During many of my out of state trips to lightly hunted states, I saw mature bucks chasing does at will in open areas seemingly with no fear of potential hunter consequences. On some of those hunts I would see as many P&Y caliber bucks in a single week as I would see at home in five entire seasons. 

If hunting in a pressured area and you are an astute observer, you will notice a sudden decline in mature buck and doe activity as well as signposting around the second week of November indicating the main breeding phase has begun.  

In the rural areas there can be 20 or more small parcel property owners per square mile and in such areas the odds of the buck you may have on camera being taken by another bow or gun hunter beyond your property line during the rut phases is high, so why not consider taking advantage of the situation and plan a couple strategic bow hunts within any bedding area you may have access to.   

Interior bedding area locations should be hunted during the rut phases and are situations where all day hunts are advised. You should commit to being set up and quiet by at least an hour and a half prior to daybreak and not leaving until half hour after dark. The early arrival should assure that you do not spook deer with entries and late exits should be after the deer have left the bedding area. 

All day hunts are grueling, but if you do them tactically and in the right types of locations, a kill opportunity could occur any time of day. Also, if you have other prime rut locations outside bedding areas, give them the opportunity to produce before hunting bedding area interiors.   

There is one exception to hunting within bedding areas. If there are several hunters on the same property and they all have equal authority, if you decide to hunt the bedding areas, they may want too as well. Interiors of bedding areas are not for party hunting, but rather for very specific and strategic solo hunting. So, if that’s the case, leave it alone. 

Scent Control

For decades I was aware of the furious rut bedding area activity but knew from previous experiences that I couldn’t go in due to the likelihood of getting winded. My scent control regimen was simply not adequate for the unpredictable movements that happen within bedding areas, because in bedding areas, deer can come in from any direction, I couldn’t count on deer only being upwind of me. After several hunts where bucks would chase does to my downwind side and then one or the other, or both would spook, I quit hunting bedding area interiors. 

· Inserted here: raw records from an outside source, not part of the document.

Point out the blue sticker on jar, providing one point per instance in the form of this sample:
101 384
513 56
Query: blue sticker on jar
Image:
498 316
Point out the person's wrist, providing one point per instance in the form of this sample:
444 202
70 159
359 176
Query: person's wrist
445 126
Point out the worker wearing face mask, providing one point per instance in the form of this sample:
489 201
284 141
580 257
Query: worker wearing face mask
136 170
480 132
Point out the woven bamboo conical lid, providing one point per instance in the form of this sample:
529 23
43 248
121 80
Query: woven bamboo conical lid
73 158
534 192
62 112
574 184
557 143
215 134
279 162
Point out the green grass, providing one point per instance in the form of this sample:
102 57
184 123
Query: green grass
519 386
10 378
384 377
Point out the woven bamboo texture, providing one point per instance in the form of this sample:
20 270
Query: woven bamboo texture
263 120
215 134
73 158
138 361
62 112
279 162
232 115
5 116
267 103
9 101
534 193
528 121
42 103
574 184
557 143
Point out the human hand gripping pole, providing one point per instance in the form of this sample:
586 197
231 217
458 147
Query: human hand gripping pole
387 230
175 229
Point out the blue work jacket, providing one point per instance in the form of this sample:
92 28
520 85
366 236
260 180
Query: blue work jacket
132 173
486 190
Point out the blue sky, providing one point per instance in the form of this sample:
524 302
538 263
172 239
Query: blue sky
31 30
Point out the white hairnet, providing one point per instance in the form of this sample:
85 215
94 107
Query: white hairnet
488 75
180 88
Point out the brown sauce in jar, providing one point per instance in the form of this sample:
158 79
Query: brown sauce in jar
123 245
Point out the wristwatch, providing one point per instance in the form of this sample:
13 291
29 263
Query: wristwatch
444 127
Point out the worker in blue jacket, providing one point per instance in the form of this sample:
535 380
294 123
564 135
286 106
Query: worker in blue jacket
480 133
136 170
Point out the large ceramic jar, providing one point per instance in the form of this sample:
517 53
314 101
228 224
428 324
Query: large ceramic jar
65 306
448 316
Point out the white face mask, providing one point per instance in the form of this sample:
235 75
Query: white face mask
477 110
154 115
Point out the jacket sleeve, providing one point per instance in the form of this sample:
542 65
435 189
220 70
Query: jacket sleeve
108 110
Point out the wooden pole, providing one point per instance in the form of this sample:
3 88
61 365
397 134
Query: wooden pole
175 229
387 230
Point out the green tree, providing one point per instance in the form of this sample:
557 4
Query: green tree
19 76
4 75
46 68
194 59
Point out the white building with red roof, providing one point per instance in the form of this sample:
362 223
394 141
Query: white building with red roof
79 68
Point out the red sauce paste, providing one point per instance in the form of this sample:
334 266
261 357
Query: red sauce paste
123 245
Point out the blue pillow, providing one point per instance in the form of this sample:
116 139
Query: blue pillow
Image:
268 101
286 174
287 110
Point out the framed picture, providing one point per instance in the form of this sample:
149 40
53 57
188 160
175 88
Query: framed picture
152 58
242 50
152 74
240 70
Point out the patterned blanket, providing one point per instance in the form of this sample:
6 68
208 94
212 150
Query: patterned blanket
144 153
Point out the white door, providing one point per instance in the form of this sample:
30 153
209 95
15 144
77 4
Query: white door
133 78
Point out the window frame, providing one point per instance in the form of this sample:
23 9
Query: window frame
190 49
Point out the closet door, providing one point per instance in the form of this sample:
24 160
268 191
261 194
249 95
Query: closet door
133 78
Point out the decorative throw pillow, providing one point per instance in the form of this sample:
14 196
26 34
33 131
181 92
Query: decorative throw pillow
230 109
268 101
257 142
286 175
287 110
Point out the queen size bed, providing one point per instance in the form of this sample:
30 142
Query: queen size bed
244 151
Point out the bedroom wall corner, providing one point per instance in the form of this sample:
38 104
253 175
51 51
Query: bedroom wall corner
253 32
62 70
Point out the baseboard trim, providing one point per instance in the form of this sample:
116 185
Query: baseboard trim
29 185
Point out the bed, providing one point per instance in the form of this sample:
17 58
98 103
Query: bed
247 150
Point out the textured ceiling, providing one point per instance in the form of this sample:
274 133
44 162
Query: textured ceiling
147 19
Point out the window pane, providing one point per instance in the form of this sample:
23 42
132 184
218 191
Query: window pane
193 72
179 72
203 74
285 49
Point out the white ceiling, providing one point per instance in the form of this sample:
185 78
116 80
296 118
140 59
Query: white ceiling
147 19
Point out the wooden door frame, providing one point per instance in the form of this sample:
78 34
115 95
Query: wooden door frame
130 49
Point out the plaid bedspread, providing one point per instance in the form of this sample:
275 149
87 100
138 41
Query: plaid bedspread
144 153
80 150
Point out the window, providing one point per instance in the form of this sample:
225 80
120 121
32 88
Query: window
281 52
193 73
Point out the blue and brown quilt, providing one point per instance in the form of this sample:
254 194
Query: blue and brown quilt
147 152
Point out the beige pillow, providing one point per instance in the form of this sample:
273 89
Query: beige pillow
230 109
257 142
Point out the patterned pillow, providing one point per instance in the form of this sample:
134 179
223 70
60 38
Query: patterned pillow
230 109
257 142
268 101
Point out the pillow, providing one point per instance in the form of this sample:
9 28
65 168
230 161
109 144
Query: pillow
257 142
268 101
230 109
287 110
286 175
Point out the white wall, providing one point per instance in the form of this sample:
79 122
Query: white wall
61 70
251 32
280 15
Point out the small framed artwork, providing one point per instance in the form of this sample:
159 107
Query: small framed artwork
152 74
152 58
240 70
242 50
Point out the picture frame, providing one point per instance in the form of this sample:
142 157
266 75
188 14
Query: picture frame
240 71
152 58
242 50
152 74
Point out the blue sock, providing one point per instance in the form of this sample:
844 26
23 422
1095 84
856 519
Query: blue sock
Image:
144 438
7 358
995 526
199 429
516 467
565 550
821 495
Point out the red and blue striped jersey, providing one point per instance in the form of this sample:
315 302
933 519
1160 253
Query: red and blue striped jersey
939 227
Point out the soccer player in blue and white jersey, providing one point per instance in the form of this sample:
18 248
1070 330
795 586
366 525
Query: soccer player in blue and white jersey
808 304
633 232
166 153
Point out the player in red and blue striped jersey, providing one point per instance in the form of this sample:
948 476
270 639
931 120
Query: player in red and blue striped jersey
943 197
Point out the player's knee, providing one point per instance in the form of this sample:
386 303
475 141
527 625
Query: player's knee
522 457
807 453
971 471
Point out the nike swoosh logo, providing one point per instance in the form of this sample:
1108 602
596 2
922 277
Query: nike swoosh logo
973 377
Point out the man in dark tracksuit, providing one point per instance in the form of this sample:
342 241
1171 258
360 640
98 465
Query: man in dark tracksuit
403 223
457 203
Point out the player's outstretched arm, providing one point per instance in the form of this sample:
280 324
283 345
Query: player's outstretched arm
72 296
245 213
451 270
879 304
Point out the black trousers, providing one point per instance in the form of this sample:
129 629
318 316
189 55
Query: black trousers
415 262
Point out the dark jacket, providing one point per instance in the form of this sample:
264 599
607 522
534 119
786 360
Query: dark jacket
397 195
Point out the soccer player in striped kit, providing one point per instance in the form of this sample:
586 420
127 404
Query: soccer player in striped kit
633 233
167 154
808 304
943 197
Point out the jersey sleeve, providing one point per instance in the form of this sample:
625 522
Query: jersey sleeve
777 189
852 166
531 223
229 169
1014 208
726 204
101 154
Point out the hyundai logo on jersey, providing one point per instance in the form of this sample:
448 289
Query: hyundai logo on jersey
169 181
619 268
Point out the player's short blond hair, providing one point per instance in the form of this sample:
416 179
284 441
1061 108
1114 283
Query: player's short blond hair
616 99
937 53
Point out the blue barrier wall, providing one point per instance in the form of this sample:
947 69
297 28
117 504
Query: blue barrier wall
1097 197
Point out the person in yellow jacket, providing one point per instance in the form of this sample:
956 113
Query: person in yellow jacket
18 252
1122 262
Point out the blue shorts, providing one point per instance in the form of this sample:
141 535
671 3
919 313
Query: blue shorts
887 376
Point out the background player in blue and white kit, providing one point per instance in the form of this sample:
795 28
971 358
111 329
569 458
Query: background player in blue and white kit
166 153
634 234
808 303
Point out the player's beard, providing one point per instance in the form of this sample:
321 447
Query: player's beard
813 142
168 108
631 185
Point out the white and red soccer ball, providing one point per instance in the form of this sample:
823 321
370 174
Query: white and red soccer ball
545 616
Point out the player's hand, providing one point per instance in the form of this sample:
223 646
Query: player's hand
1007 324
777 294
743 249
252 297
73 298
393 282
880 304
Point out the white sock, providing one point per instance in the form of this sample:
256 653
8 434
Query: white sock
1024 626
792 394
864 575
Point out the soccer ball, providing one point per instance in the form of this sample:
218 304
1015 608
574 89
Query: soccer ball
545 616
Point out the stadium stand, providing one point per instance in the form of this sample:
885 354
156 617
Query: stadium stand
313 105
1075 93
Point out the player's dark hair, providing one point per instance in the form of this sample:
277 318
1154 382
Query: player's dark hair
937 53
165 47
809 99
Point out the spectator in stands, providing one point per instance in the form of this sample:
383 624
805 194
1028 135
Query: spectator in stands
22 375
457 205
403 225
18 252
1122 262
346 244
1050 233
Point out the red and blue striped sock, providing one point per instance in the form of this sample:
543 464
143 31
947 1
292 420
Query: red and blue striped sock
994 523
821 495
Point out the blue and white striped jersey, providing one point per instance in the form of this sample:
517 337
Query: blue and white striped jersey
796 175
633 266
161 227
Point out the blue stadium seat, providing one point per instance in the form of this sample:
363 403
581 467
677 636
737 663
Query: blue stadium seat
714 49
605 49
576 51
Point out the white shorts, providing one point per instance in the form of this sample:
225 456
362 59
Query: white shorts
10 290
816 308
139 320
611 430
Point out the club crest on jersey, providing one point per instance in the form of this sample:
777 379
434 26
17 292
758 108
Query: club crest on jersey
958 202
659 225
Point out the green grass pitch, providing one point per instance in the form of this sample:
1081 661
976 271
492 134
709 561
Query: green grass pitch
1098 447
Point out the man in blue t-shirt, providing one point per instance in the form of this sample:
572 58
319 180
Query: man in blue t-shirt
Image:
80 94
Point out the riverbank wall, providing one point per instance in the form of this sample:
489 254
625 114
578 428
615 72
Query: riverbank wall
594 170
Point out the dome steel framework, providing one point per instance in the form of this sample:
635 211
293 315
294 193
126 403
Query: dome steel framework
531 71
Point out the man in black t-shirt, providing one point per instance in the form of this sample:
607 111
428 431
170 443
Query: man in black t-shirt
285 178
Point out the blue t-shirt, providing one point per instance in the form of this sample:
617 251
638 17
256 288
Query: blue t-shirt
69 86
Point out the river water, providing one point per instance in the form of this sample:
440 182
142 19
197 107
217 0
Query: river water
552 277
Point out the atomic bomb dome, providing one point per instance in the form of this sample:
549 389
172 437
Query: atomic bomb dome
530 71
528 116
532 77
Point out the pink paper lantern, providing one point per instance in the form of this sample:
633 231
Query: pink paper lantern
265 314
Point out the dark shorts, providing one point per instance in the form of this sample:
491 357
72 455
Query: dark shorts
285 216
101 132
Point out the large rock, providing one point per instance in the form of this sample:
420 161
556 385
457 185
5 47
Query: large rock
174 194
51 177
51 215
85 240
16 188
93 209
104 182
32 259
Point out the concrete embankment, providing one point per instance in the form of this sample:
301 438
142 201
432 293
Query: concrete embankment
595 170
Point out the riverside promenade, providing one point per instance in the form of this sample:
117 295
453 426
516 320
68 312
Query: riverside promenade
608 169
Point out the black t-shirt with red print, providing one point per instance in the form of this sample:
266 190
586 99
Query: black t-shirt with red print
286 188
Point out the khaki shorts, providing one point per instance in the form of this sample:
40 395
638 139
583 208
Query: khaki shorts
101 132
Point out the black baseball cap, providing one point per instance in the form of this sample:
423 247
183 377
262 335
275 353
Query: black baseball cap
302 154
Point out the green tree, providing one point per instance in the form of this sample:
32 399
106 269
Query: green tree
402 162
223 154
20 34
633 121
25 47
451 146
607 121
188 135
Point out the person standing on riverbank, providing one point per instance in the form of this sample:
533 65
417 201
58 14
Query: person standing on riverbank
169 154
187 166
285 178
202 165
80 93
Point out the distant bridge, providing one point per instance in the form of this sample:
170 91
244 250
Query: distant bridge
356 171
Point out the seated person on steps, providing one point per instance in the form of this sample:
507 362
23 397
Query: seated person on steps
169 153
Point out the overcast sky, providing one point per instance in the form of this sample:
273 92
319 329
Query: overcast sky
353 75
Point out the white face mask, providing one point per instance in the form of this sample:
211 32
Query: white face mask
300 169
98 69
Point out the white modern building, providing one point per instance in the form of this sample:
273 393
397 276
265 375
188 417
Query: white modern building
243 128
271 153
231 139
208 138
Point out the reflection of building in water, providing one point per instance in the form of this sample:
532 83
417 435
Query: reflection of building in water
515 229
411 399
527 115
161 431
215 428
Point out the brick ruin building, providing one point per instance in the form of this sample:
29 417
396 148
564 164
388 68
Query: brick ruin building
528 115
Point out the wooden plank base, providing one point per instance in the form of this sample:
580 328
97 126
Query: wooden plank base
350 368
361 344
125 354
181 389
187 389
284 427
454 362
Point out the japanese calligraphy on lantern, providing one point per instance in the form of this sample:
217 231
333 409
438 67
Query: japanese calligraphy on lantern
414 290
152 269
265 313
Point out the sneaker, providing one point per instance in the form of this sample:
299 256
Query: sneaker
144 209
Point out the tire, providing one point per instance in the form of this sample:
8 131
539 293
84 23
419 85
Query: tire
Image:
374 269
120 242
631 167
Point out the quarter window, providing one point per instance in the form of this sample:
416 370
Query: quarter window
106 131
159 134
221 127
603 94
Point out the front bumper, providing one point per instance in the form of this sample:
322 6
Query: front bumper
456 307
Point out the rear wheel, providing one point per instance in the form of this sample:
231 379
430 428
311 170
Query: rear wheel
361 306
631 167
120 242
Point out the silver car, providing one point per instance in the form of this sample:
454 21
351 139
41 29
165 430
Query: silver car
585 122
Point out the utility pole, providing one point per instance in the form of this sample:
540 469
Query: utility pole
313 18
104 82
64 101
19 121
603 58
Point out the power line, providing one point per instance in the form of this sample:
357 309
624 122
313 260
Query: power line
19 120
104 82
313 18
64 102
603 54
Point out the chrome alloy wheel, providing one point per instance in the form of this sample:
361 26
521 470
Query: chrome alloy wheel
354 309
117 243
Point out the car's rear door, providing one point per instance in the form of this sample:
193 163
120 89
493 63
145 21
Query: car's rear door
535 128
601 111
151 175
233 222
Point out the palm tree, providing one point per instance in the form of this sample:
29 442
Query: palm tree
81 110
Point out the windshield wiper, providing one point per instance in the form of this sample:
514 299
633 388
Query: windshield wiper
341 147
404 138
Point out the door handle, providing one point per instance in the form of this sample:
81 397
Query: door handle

During my first 35 bow seasons I tried sprays, baking soda washes, washing my clothing in non-scent detergents, cover scents, airing my clothing outside, smoking my clothes, and whatever else was available, but nothing kept me from getting winded by downwind deer. I always hunted the wind. 

But for the past 21 seasons since properly caring for, storing, and using ScentLok’s activated carbon lined garments, I pay absolutely no attention to wind direction and never get winded. Having a serious scent control regimen that works is a must when hunting interiors of bedding areas where deer can move in any direction and where the chasing and breeding of does, has no routine.